Thursday, May 12, 2011

Convicting the "Other" on Wall Street

Raj Rajaratnam
In all the discussions of the recent conviction of Raj Rajaratnam in the Galleon Trial in New York City, I'm wondering why the press hasn't identified the possibility that racism played a part in this prosecution.  He certainly doesn't fit the profile for a big-time inside trader.  The typical high-level employee on Wall Street is a white man.  That's  not to say that Rajaratnam isn't guilty of his crimes, I'm just curious how much of this prosecution was driven by his "otherness," an Indian man.

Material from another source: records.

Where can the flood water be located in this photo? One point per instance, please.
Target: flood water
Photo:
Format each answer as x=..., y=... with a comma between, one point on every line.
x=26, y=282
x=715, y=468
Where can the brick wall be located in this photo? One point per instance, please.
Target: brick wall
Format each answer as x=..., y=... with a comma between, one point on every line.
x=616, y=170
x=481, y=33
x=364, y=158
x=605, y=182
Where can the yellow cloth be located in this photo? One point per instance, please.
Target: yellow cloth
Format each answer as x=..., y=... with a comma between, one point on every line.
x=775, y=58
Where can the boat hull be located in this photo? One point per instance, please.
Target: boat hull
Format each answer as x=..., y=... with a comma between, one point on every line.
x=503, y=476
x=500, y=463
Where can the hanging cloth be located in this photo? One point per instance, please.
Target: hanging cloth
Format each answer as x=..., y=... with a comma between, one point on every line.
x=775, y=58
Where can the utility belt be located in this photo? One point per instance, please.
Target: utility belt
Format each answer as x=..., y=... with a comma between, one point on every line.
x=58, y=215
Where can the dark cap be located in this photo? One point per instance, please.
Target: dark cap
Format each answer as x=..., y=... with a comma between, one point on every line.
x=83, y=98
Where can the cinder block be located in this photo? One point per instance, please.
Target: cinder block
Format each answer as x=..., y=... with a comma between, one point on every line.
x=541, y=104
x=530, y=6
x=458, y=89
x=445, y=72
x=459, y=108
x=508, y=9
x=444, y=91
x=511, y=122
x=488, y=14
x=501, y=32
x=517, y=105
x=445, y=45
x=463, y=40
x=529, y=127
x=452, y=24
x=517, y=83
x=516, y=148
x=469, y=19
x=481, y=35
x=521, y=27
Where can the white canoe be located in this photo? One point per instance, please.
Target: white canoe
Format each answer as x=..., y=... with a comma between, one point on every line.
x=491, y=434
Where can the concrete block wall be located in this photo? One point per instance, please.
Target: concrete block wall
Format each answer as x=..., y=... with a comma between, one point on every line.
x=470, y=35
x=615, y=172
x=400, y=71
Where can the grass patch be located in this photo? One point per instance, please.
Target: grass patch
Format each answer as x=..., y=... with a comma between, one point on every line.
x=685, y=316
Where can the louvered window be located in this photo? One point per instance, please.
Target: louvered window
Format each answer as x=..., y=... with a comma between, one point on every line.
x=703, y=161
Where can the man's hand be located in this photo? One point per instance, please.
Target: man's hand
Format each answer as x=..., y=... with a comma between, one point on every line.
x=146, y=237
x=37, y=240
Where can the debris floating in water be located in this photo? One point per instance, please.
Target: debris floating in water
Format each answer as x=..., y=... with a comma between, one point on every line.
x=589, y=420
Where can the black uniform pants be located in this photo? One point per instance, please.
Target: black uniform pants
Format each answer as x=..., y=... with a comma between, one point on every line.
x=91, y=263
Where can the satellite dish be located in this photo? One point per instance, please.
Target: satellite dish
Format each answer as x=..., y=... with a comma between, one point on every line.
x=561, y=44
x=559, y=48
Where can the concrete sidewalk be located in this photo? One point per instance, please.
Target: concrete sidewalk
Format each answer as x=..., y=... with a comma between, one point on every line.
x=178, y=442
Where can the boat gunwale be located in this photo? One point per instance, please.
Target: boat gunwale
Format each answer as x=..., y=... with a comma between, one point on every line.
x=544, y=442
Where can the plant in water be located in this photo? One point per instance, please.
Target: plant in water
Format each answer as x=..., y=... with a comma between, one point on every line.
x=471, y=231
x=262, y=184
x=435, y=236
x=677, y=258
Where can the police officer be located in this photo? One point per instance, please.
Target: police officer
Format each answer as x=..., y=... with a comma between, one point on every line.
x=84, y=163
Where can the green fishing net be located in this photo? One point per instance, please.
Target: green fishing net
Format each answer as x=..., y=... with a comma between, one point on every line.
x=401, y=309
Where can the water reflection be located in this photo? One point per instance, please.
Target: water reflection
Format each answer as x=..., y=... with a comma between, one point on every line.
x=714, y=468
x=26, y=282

This would certainly not be the first time that race played a part in the prosecution of a criminal.  Death Penalty cases are rife with examples of differential value of human life (black on white murder nets the harshest penalties while white on black crime the most lenient).  Are we seeing a similar pattern in the conviction of financial criminals for crimes stemming from the 2008/2009 financial collapse?  I hope not.

But in the time since the financial collapse, the SEC and US Attorney's Office have managed to convict only two perpetrators: Bernie Madoff who embezzled money from other rich people; and Rajaratnam, a hedge fund manager.  In an industry that is 90% white, the odds are strongly against convicting a non-white of financial crimes, yet Rajaratnam was tried and convicted.  Indians barely register on the financial industry demographics (presumably as Asian).

90% of the financila industry is white, 60% is white men, how is it we managed to go after an Indian?